Smoke And Ash Engulf The Sky As Dormant Kadovar Volcano Erupts In PNG

Hundreds of islanders fled for safety after a long-dormant volcano surprisingly erupted, covering the Kadovar Island with ash and debris.


A volcano in Papua New Guinea surprisingly woke up from its long slumber, spewing lava for the first time in years and sending ash clouds 2.1 kilometers above the sea level.

More than 500 residents of the Kadovar Island have been evacuated to Blup Blup Island in the north, according to the local media.

Kadovar, a 365 meters tall volcanic island located just north-east of PNG at a distance of nearly 24kilometers, began to erupt Friday around noon. According to the experts, it is the “first surprise volcano to erupt in 2018.”

The volcano has not only engulfed the island with thick dust and clouds of smoke but has also been showering neighboring islands with volcanic ash. 

Experts are looking for the possible reasons for the unexpected eruption.

“It’s just a continuous emission of volcanic ash at the moment,” said Cheyne O’Brien, a forecaster at the Darwin Volcanic Ash Advisory Centre.

If the wind changes its direction, the rescue operations might get affected at PNG’s Wewak airport, O’Brien added.


Authorities responded quickly to the distressed residents’ calls asking for help. Boats were sent from Kopar, a neighboring island, nearly half an hour away, to evacuate the residents.

“The island is in a critical situation. The clouds are darker and increasing at an alarming rate,” said Tom Kelly, a Kopar council member.

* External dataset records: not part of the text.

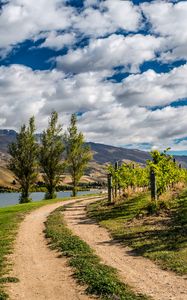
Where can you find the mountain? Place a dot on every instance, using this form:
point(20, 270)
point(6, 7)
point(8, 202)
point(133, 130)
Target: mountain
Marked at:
point(102, 154)
point(105, 153)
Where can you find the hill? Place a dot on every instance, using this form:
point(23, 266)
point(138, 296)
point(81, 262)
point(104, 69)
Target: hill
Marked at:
point(102, 154)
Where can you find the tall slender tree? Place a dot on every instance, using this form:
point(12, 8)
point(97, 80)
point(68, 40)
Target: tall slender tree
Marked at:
point(23, 161)
point(50, 157)
point(78, 154)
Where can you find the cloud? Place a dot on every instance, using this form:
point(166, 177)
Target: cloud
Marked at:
point(24, 19)
point(58, 41)
point(169, 21)
point(105, 17)
point(29, 92)
point(136, 125)
point(153, 89)
point(107, 53)
point(103, 117)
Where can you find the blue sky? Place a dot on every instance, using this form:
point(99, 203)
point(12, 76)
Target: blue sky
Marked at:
point(120, 65)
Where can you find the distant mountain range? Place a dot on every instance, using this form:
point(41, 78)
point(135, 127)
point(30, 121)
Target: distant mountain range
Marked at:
point(101, 153)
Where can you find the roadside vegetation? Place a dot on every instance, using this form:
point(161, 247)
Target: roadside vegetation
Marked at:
point(154, 230)
point(99, 279)
point(57, 152)
point(10, 218)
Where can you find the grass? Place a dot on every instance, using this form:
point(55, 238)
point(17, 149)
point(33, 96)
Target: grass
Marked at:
point(160, 237)
point(10, 218)
point(100, 279)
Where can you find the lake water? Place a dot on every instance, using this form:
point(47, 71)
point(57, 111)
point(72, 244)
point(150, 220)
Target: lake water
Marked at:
point(7, 199)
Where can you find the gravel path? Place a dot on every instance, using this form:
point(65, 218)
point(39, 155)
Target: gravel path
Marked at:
point(140, 273)
point(42, 275)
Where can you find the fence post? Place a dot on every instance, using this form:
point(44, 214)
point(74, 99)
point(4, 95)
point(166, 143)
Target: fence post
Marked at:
point(110, 188)
point(153, 185)
point(116, 181)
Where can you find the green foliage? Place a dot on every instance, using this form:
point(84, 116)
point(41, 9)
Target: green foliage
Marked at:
point(51, 155)
point(100, 279)
point(78, 155)
point(23, 162)
point(159, 237)
point(166, 170)
point(130, 174)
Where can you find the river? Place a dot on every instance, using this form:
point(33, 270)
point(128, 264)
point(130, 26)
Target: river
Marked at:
point(7, 199)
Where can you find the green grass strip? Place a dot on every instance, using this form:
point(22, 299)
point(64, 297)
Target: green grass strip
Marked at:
point(161, 238)
point(10, 218)
point(101, 280)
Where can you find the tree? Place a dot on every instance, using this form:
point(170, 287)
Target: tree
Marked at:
point(78, 154)
point(23, 162)
point(50, 157)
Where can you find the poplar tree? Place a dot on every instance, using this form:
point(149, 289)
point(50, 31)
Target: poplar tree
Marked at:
point(23, 161)
point(78, 154)
point(50, 157)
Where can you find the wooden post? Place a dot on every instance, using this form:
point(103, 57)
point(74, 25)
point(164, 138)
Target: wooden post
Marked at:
point(110, 200)
point(153, 186)
point(116, 182)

Wewak District Administrator Ricky Wobar said the situation on the island had “worsened,” after they flew overhead “to assess the situation on the island, where they observed lava coming out of the once dormant volcano.”


The Rabaul Volcanological Observatory told local news website Loop PNG the eruption could become “explosive” and there is a potential threat of tsunamis and landslides.

“Due to the steepness of the island, landslides are possible and together with the explosive nature of the magma, tsunamis may be generated,” a report read. “It appears from satellite imagery and aerial photographs that it started with mild vulcanian activity from a vent at the SE (southeast) base of the cumulodome. It appears a fissure may be opening just inside of the western wall of the vent’s breach, descending down to at least sea level.”

There were no confirmed records of a previous eruption of Kadovar, said Chris Firth, a volcanologist at the Macquarie University in New South Wales.  

While it is the first time the volcano is believed to have erupted, a possible eruption was witnessed by early explorers in 1700. In 1976, the volcano displayed a short period of heightened thermal activity before a burst of “seismic unrest” in 2015.